Blue Signal (working title) is a 2D graphical adventure for PC in the style of early command-line quests such as Police Quest 1–2, Leisure Suit Larry 1–2 and others. Those games were from the 80s, and our story also takes place in the nostalgically-tinged 80s. The visuals are stylized as retro (a shader simulating a CRT display) and perhaps with a touch of retrowave. And, as in early Sierra games, a key element is the command line interface where the player types commands as text. This is a reincarnation of the old text interface at a modern level, because user input is analyzed by a compact small language model (SLM) running locally right in the game. This model is guaranteed to be sufficient to correctly recognize what the player wants, compose appropriate responses, and serve as a mediator between the player and the pre-authored game world. Technically this is feasible and already verified.
The setting can be described as a “romantic cyber-noir.” The action is tied to the computer revolution of the 80s: a world of monochrome terminals, early video games, telephone modems, elusive hackers stealing the secrets of big corporations and breaking into mysterious military mainframes, in whose depths something dreadful is ripening. But this hidden world is available only to the initiated. It conceals itself behind foggy night streets washed in neon light, where people with boomboxes dance breakdance, while the hero must conduct an investigation that begins with a harmless trifle…
The game is not aimed only at geeks. However, hackers here are not some autistic hooded guys who only need to bang on any keyboard to magically “get on the net and hack anything.” We try to portray and explain more or less realistically how it was or could have been, giving enough technical details to hint to a specialist what is actually happening, while at the same time not forcing the player to truly understand all of it. It is simply juicy techno-texture, part of the setting.
AI-powered 80s cyber-noir adventure



Films:
War Games (1983), Three Days of the Condor (1975), Max Headroom (1985), Miami Vice (1985–88); Severance (2022).
Books:
J. Varley — Press Enter (1984), R. Zelazny — Turns of Chance (1982), K. Mitnick — The Ghost in the Wires (and other books)
A small but stylish game in an unusual setting, telling an interesting story and offering a fresh gameplay experience using AI (parser revival). Retro, but on-trend :)
This is a niche product that leans on a large amount of text, narrative, stylistics, and innovation combined with “continuing classic traditions.” There is demand for such products, as evidenced by the success of Disco Elysium and Broken Age. For a team of 3–5 people, such a project can quite possibly be profitable and will likely attract the attention of the indie gamer community.
The retro-wave style and the aesthetics of “pseudo-80s” are still trending, as is nostalgia for early home computers and games, cassettes, vinyl, VHS, and analog devices.
According to Google Trends, interest in the queries “synthwave art” and “vaporwave aesthetic” remained stable from 2021 to 2025, with temporary spikes on the release of new films/games (Cyberpunk 2077: Phantom Liberty, Katana ZERO). There is an interesting direct connection with music and vintage equipment:
After the release of the series Stranger Things 4 (2022), sales of Yamaha DX7 and Juno-106 synthesizers on eBay grew by 38%, and searches for “vintage synth vst” — by +60% (Gearnews, 2023).
Spotify has “Retrowave / Synthwave / Outrun” sections with millions of listeners. YouTube channels like NewRetroWave, Asthenic, and ThePrimeThanatos have accumulated >1 billion views.

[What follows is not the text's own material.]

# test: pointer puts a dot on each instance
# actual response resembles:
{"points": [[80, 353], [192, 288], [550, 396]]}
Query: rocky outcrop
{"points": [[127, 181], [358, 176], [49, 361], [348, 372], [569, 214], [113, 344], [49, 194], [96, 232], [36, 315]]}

As in all games of this genre, the player’s character walks through locations/game screens and solves puzzles by manipulating objects in the game world and talking to NPCs.
Point-and-click navigation
All routine or obvious actions (like moving the character, opening doors, calling elevators, etc.) are performed with the mouse. You can also click on objects to get their description. One mouse button is “go/interact,” the other is “examine.”
Some important parts of locations are separate game screens. For example, the player clicks on a desk in an office and then sees the desk from first-person view, with a computer on it, notes, drawers, which can also be clicked for simple interactions (open/close, on/off).

Inventory
The player can pick up and carry certain items. They can be examined with the mouse. But unlike typical point-and-click quests, you cannot apply items by dragging them with the mouse. We do not want the player to think in a paradigm of “I need to click everything here” or “I need to brute force all applications.” That’s what the command line is for.
Command line
Used for all actions that require thinking and searching for a solution. Supports history and Tab autocompletion. The player must explicitly write what they want to do. Thanks to SLM, they have freedom — they can write anything, and the SLM will translate their request into actions supported by the game engine, or come up with a witty rejection if the action cannot be performed. Game actions can be:

Some things can also trigger special animations (for key moments in the game), but the main emphasis is on text, not on detailed graphics. So if the player goes to a club and decides to dance (and this is not a key plot moment), the game will describe how they danced and how the crowd reacted (a text window will cover the image), rather than show an animation. If they command “take the stone,” the item itself will disappear from the location and appear in the inventory, but there will be no animation.